In 1969, Luisa immigrated from Portugal to Canada. By 1972, all of Louisa’s seven children had joined her (spanning in ages from 20 to 5 years old). Once her children arrived, Luisa stopped working outside the home. As soon as they were able, Luisa’s children began working and turned over their paycheques to Luisa. This pattern continued for as long as they continued to live with Luisa, generally until they married or moved out onto their own.
In 1974, Luisa decided to buy a house. With $1,000 loaned from a friend and two mortgages taken out in the names of two of her adult employed children, Henry and Maria Jesus (both of whom were still living with her at the time), Luisa bought a house in Toronto. Title to the house was also registered in the names of Henry and Maria Jesus.
In 1979, title to the house was transferred from Henry and Maria Jesus to Henry and Joseph (another one of Luisa’s son’s) as tenants in common. The mortgages were renewed in their names.
Luisa rented out the upper floors of the house and lived with her family on the ground floor. Luisa paid for all household expenses, including the mortgages and repayment of the $1,000 loan. She used the money she received from her children, the rents she collected from her tenants, and eventually old age security benefits to fund these payments.
Joseph died in 2007. At that time, his widow, Manuela, asserted a claim on behalf of Joseph’s estate that he was entitled to half the interest in the house and brought an application for partition and sale (Andrade v. Andrade). Luisa resisted the application on the basis that she was the beneficial owner of the home.
At trial, the judge found in favour of Manuela. The trial judge held that Luisa put forward no money of her own towards the purchase of the house, nor did she make any other legally recognizable contribution towards the mortgage. On this basis, he held that Henry and Joseph were the legal owners of the home.
The trial judge’s decision was overturned on appeal. The appellate court held that the trial judge made a palpable and overriding error in concluding that Luisa had no money of her own. While it was not in dispute that Luisa had no paid employment from the time her children arrived in Canada until her death, it did not necessarily follow that Luisa had no money.
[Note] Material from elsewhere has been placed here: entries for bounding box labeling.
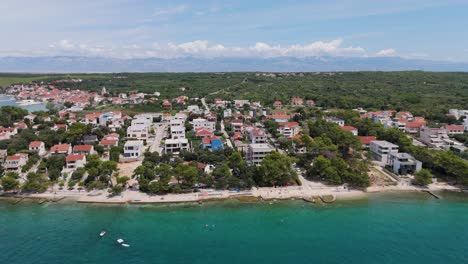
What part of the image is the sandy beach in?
[5,177,460,204]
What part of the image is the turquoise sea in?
[0,94,46,112]
[0,194,468,264]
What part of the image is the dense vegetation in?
[0,71,468,121]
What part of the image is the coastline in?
[0,183,462,205]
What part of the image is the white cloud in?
[44,39,367,58]
[375,49,396,57]
[153,5,188,17]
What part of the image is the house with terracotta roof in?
[445,125,464,135]
[50,144,72,155]
[103,133,120,141]
[162,100,172,109]
[15,122,28,129]
[191,118,216,131]
[230,119,244,132]
[195,127,214,138]
[73,145,95,155]
[359,136,377,148]
[266,113,291,122]
[273,101,283,108]
[405,120,426,134]
[52,124,68,131]
[306,100,315,107]
[29,141,46,156]
[291,97,304,106]
[231,132,243,140]
[65,154,86,170]
[99,139,119,149]
[201,136,224,151]
[341,126,358,136]
[3,153,28,171]
[278,122,301,138]
[83,113,102,125]
[325,116,344,127]
[249,127,268,144]
[0,127,18,138]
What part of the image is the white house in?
[3,153,28,170]
[278,122,300,138]
[387,153,422,175]
[50,144,72,155]
[191,118,216,131]
[29,141,46,156]
[132,117,153,127]
[249,128,267,144]
[369,140,398,164]
[325,117,344,126]
[123,140,144,158]
[246,143,275,165]
[341,126,358,136]
[419,126,449,149]
[164,138,190,154]
[170,126,185,139]
[65,154,86,170]
[127,124,148,139]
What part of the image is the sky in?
[0,0,468,62]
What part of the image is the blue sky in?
[0,0,468,62]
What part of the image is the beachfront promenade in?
[5,177,459,204]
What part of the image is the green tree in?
[1,176,20,192]
[413,169,432,186]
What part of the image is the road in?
[221,120,234,149]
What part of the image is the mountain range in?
[0,56,468,73]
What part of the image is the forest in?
[0,71,468,121]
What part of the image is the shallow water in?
[0,193,468,264]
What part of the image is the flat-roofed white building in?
[127,124,148,139]
[3,153,28,170]
[369,140,398,164]
[246,143,275,165]
[387,153,422,175]
[170,126,185,139]
[191,118,216,131]
[123,140,145,158]
[164,138,190,154]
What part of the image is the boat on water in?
[18,100,41,106]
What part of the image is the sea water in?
[0,94,46,112]
[0,193,468,264]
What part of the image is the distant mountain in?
[0,56,468,73]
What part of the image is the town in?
[0,79,468,202]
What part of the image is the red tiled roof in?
[29,141,43,148]
[100,139,117,146]
[66,154,84,162]
[196,127,213,137]
[445,125,464,131]
[73,145,93,152]
[359,136,377,145]
[341,126,357,131]
[202,138,211,145]
[50,144,70,152]
[278,122,299,128]
[7,153,28,160]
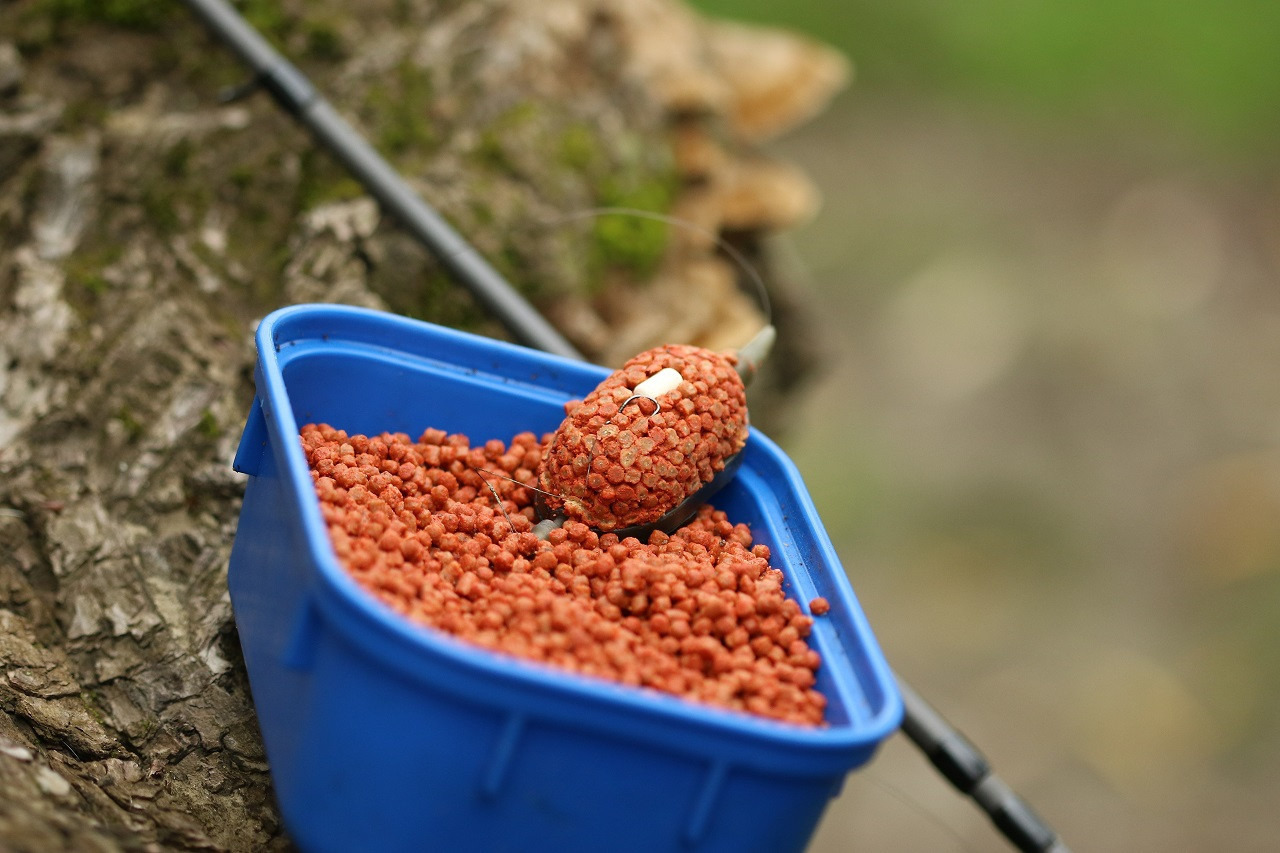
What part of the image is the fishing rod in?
[182,0,1070,853]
The appellate court concluded that Luisa had three sources of funds: the rents she collected from non-family tenants, her old age security, and the money given to her by her children.
While the trial judge emphasized that Luisa did not have a legal “right” to her children’s money, the appellate court held that the trial judge erred in concluding that it remained “her children’s” money even after it was given to Luisa. There was no evidence that the money was given to Luisa conditionally or as part of a bargain; Luisa’s children freely gifted their paycheques to Luisa for as long as they lived with her. The Court of Appeal held: “Once the money was given to Luisa, it became ‘Luisa’s money.’” It followed that Luisa did contribute to the purchase of the house – Luisa repaid the $1000 loan and paid off both mortgages using “her” money.
Even though title to the home and the mortgages were in the names of Henry and Joseph, the Court of Appeal held: “Luisa borrowed their “names,” not their money.” Having concluded that Luisa funded the purchase the house, the Court of Appeal held that a “purchase money resulting trust” arose.
The Court of Appeal went on to find that there was no evidence to rebut the presumption of a purchase money resulting trust. In 1974, when the house was bought, Luisa did not qualify for a mortgage because she did not have paid employment. However, two of Luisa’s children were of age and had sufficient income to qualify for the mortgages, so the house was registered in their names. Nevertheless, Luisa treated the house as her own throughout her life – she arranged for tenants and collected the rent; she decided on and paid for all renovations and repairs to the house; and she paid all household expenses, including utilities and the mortgages. All the evidence pointed towards Luisa’s intention to retain beneficial ownership of the house even though her name was not on title.
This case is a good example of what it means to make a gift – gifts are, by definition, unconditional. Once a gift is given, the giver cannot claim an interest in the property purchased with the gifted funds. In this case, the gifted funds were used to buy a house which was registered in the names of two of her children. The court held that a resulting trust is no less likely to arise because Luisa uses gifted funds to purchase her house than it would have been if she had used income from employment.